MME JASMINKA DZUMHUR, membre du Groupe de travail sur les disparitions forcées et involontaires, s'est interrogée sur les moyens de mesurer l'impact des disparitions forcées sur les droits des femmes. En premier lieu, il est nécessaire de reconnaître les victimes comme telles, sinon l'application des instruments internationaux en la matière est impossible. Dans ce contexte, les femmes peuvent être soumises elles-mêmes de disparitions forcées, être les proches de personnes disparues ou encore soumises à des discriminations basées sur le genre. En 1996, en Bosnie-Herzégovine, de nombreuses femmes ne disposaient pas de titres de propriété ou encore de documents officiels prouvant leur statut de femmes mariées, empêchant ainsi la reconnaissance de leur statut de victime. Une attention particulière doit être accordée aux femmes victimes de disparitions forcées, a-t-elle souligné. La Déclaration ne traite pas des discriminations fondées sur le genre, mais l'égalité entre les hommes et les femmes est un principe élémentaire dans toute société qui proclame l'égalité des individus.

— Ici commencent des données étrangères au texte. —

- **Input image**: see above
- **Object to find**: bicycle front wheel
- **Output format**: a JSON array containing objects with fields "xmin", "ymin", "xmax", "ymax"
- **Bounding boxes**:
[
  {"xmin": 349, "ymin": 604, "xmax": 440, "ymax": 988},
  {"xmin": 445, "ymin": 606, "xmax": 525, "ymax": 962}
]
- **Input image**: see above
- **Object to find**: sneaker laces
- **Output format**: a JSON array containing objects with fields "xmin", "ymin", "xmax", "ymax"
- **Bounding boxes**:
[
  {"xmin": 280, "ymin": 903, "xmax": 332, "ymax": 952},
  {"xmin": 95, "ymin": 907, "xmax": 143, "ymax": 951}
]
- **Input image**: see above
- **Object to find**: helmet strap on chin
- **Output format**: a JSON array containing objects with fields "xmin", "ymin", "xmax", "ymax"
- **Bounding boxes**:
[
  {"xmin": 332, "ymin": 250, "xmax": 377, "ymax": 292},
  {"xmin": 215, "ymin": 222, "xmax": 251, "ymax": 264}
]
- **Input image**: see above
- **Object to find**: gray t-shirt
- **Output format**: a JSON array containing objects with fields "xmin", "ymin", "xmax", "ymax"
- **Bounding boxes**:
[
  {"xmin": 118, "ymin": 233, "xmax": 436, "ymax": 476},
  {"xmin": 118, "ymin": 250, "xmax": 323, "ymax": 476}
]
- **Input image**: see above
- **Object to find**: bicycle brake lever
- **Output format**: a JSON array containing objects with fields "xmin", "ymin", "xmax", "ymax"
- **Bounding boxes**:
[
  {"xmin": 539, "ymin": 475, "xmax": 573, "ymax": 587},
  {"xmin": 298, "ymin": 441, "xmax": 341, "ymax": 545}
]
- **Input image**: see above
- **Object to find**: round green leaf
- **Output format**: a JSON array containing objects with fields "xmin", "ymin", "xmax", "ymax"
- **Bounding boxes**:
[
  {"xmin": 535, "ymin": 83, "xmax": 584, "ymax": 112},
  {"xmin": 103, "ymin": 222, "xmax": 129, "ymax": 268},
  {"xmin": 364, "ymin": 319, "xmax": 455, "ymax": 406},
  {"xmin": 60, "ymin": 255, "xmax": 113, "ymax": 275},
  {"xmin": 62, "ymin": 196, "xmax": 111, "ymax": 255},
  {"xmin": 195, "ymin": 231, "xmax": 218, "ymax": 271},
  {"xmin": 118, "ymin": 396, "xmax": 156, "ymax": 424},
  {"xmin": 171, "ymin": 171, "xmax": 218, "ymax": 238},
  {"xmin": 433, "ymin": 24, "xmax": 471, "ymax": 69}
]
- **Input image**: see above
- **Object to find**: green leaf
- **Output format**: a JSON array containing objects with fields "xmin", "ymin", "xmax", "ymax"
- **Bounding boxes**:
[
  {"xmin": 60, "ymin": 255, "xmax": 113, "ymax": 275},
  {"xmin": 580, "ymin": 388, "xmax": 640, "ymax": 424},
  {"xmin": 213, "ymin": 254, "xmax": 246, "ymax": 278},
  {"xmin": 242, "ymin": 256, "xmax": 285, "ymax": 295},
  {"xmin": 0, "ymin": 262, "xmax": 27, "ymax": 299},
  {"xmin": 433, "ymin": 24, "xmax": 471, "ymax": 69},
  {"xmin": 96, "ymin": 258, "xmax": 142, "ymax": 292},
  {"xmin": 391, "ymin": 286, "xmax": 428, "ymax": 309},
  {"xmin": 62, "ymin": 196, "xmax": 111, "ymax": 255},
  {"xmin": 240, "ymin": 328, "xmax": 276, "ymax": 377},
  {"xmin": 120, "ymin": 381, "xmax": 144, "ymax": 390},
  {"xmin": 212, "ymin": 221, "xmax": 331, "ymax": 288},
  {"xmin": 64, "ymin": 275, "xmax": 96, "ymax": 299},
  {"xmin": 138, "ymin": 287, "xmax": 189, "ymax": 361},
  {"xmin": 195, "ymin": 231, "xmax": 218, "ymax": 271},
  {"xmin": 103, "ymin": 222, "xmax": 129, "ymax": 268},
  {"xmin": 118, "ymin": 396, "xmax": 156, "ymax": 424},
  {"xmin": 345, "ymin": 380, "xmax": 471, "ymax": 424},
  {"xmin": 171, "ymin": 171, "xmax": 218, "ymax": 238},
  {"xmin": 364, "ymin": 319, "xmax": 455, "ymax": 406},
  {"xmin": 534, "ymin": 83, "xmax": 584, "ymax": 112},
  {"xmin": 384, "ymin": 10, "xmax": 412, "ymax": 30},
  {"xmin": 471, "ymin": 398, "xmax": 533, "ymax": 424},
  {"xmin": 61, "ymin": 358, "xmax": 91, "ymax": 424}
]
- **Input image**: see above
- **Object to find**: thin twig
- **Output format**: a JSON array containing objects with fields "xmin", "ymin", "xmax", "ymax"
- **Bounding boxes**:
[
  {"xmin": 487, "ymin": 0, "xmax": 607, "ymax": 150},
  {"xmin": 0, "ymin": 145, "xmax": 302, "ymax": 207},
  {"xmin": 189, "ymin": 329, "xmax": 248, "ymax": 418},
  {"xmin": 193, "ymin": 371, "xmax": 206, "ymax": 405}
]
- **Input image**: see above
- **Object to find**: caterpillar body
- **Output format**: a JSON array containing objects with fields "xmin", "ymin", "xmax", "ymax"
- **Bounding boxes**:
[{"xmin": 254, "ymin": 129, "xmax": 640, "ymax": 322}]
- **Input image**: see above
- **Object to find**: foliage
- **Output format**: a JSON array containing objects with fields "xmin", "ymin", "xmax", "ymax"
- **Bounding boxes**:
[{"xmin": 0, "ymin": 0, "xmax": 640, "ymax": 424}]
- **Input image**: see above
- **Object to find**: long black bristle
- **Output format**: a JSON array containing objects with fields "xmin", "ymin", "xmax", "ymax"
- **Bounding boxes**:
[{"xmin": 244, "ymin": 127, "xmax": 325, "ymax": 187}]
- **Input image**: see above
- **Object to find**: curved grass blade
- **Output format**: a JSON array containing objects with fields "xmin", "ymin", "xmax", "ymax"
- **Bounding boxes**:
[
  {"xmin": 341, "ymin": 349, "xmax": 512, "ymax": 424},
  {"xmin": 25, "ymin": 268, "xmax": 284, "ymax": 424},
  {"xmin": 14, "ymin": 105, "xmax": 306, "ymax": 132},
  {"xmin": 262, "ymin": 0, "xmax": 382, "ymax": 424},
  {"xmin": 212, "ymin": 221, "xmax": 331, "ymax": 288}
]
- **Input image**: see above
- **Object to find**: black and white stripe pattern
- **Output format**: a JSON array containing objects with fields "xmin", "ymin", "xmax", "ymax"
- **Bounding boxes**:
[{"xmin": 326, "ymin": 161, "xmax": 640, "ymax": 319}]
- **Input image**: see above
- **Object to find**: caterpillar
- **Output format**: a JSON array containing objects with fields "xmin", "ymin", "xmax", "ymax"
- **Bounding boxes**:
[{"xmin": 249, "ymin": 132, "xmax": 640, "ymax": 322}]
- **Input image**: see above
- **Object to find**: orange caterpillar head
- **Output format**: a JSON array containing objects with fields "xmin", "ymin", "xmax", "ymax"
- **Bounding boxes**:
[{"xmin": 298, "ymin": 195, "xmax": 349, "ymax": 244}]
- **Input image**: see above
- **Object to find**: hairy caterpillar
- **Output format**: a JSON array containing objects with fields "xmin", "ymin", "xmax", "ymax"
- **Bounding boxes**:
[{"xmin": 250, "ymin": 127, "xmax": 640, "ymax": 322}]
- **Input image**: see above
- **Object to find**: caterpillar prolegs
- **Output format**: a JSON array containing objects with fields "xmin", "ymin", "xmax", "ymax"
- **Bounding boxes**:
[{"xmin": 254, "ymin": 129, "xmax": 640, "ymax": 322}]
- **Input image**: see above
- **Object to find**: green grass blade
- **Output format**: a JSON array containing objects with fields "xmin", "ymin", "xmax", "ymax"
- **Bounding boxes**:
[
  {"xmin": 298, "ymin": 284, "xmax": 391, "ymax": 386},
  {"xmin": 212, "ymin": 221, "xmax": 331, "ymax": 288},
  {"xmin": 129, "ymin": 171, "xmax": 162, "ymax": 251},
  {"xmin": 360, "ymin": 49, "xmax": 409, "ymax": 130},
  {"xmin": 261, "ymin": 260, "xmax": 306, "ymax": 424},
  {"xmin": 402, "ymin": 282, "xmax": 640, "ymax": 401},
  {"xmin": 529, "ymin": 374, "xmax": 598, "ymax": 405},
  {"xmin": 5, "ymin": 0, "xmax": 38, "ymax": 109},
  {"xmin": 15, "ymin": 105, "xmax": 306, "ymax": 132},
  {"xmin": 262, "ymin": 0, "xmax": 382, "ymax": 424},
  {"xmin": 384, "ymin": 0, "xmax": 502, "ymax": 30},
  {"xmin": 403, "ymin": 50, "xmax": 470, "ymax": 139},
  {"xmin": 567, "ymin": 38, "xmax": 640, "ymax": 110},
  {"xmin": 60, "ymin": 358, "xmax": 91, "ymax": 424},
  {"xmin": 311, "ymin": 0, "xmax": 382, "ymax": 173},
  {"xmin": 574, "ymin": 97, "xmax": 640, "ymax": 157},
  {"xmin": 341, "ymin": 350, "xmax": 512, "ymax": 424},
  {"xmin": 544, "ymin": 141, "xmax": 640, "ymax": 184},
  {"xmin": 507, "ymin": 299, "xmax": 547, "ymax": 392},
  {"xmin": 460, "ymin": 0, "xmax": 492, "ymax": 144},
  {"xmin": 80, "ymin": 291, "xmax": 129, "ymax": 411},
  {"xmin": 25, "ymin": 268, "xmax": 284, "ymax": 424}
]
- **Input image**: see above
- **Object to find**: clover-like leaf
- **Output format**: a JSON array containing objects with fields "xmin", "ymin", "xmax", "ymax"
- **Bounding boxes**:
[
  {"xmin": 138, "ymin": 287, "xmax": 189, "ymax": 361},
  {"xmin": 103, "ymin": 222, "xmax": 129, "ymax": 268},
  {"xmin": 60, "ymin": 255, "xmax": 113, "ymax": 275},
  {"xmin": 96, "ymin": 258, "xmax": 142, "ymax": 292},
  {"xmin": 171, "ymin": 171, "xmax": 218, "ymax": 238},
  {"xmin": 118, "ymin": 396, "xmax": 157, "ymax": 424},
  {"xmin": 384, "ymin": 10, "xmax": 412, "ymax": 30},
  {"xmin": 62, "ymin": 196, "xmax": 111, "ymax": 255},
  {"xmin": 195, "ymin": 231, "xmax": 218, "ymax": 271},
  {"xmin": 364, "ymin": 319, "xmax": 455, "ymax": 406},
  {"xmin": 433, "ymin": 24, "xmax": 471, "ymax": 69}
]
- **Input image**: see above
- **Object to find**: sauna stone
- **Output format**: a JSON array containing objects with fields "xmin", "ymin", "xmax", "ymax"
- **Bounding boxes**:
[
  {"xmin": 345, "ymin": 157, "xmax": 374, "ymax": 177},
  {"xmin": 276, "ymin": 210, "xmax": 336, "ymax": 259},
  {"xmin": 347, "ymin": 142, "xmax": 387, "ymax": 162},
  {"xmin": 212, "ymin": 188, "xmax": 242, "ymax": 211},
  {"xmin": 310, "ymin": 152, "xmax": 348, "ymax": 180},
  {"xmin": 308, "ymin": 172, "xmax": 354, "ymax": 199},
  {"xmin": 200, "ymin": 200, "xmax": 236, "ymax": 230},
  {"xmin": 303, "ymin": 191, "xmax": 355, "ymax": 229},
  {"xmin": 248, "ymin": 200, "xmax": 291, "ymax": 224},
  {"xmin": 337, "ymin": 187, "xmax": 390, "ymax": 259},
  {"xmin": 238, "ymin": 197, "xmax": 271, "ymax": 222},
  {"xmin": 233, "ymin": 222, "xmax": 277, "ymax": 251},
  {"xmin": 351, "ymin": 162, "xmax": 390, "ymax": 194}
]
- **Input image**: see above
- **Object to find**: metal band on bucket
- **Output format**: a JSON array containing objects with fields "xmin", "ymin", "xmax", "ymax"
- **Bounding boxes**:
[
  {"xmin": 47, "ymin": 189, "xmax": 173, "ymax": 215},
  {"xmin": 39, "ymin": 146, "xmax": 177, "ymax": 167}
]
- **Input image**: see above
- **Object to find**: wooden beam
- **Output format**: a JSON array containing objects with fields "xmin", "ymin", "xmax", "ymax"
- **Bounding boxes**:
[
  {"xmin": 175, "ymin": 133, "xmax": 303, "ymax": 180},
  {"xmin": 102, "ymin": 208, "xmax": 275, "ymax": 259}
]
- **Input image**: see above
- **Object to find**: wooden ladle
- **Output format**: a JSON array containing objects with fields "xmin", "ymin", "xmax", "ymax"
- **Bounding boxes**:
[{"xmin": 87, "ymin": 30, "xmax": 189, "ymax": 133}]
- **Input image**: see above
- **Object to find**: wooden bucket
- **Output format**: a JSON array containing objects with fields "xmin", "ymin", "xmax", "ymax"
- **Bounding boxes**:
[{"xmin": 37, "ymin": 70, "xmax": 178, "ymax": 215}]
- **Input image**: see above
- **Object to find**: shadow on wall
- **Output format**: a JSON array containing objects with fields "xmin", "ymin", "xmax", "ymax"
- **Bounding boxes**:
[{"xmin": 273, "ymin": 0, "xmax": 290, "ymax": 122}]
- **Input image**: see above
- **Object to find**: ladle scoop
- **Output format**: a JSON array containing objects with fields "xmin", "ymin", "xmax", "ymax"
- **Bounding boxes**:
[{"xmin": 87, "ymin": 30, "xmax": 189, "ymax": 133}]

Celle-ci ne peut se concrétiser sans l'autonomisation des femmes et leur participation à la vie publique. Le Groupe de travail a été chargé, par une résolution, d'intégrer une perspective de genre dans son travail. Il n'existe pas de dispositions traitant des besoins spécifiques des femmes victimes de disparitions forcées et la coordination entre les institutions est inexistante. L'aide juridictionnelle est défaillante sur le terrain et aucun mécanisme ne surveille l'efficacité de la protection juridique des femmes. La sensibilisation au statut de victimes de disparitions forcées fait également défaut. Pour pallier à ces lacunes, Mme Dzumhur a appelé les États à mettre en place des politiques globales visant à intégrer la question du genre dans le traitement des cas de disparitions forcées. Deux types de mesures doivent être mises en place: d'une part en matière de protection des droits des femmes et d'autre part de promotion de la participation des femmes à tous les processus de décision. De même, la société civile doit être consultée, en particulier les associations de victimes.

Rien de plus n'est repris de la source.